The San Francisco Board of Supervisors will soon vote on an ordinance that restricts the police department's relationship with the FBI. On Thursday, the Public Safety Committee approved the Safe San Francisco Civil Rights ordinance. Introduced by Supervisor Jane Kim, it urges – but does not require – the police to amend or terminate their agreement with the FBI. The SFPD, however, says the ordinance is unnecessary, as officers who work with the joint task force "remain in the chain of command and under the supervision of SFPD and must comply with Department policies at all times." (Read the full statement below.)
The legislation comes after supervisors learned a few months ago that, under an agreement with the FBI's Joint Terrorism Task Force, San Francisco police officers have interviewed people about their religious practices and political speech -- without reasonable suspicion of any crime.
At the hearing yesterday, John Crew of the ACLU charged that the partnership between the SFPD and FBI is a departure from standard criminal practice, and unacceptable.

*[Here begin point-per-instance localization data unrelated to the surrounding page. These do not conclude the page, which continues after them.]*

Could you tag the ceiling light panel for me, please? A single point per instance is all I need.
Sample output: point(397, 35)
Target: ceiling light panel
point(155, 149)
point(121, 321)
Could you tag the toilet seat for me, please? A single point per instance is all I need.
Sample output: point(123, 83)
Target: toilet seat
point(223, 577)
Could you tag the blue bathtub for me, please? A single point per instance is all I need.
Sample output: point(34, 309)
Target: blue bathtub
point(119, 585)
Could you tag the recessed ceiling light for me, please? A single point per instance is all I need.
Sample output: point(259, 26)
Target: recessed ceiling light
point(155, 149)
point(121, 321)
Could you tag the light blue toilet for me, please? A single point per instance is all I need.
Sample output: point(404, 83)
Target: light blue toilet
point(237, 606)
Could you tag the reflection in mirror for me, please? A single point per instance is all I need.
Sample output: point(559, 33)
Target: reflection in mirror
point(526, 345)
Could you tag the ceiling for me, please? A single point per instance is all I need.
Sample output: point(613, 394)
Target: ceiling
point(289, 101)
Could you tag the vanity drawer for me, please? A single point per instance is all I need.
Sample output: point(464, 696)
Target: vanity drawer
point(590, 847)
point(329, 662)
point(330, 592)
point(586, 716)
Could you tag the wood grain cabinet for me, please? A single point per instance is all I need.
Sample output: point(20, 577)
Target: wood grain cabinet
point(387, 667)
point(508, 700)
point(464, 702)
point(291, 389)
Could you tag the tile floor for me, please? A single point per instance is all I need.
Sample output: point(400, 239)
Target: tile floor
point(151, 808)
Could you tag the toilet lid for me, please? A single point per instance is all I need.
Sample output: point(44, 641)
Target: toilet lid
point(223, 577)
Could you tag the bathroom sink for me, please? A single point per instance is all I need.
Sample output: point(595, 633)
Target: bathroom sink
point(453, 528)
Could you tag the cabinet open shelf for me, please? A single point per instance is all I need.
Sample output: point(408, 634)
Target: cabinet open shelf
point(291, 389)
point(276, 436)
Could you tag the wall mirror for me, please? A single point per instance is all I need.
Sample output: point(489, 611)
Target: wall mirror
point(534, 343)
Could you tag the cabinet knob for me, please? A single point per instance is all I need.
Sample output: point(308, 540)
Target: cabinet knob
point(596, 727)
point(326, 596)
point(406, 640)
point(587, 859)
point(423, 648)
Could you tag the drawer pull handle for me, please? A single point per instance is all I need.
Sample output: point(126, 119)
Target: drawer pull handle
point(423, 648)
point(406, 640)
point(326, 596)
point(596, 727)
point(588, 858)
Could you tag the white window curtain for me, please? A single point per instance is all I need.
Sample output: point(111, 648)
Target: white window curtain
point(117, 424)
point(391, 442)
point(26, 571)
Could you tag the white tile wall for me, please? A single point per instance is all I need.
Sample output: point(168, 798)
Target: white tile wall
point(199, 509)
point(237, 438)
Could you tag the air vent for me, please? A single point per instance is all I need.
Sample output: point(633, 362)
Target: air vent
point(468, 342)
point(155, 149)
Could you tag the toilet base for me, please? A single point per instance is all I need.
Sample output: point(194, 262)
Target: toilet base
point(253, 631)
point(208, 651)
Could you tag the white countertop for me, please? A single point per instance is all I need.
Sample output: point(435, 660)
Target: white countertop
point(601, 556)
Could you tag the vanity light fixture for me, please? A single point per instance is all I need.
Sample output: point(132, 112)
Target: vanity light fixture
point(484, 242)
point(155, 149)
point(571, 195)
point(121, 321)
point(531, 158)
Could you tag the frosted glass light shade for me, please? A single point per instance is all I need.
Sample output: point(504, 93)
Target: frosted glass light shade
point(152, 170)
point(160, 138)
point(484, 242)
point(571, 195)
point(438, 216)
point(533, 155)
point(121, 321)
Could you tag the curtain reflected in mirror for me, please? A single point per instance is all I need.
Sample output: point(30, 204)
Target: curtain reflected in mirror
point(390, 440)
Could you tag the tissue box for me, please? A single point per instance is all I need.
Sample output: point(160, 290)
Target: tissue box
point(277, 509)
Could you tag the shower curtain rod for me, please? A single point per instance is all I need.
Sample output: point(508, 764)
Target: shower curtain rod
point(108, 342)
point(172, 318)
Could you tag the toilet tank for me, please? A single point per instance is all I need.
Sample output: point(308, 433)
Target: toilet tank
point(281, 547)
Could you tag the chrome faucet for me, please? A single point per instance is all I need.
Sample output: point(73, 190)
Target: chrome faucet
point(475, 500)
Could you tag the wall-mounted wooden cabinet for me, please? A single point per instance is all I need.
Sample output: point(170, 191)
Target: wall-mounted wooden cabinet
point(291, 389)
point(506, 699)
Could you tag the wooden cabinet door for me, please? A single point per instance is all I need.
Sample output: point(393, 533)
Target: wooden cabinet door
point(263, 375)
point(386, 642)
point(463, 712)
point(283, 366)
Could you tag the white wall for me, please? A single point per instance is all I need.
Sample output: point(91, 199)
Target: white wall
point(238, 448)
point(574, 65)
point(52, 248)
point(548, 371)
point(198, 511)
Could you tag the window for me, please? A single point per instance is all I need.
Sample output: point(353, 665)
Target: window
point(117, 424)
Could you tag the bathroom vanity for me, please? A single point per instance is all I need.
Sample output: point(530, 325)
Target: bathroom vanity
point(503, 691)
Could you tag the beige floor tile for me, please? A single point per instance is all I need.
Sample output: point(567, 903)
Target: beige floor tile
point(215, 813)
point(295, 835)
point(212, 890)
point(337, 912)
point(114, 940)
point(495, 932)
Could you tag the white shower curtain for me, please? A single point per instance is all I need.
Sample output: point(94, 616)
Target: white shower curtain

He said, “nobody in San Francisco or California decided to throw away our standards and take our local police officers and turn them into national security agents.”
Nasrina Bargzie, a lawyer with the Asian Law Caucus, said that in 2001, after she told friends she opposed the war in her native Afghanistan, officers contacted her and arranged an interview at a Concord Starbucks. Holding back tears, she testified, “this ordinance matters because based on the standards that applied to the FBI today, anybody could be subjected to the treatment I was."
The ordinance is slated for a reading and Board vote on March 13th.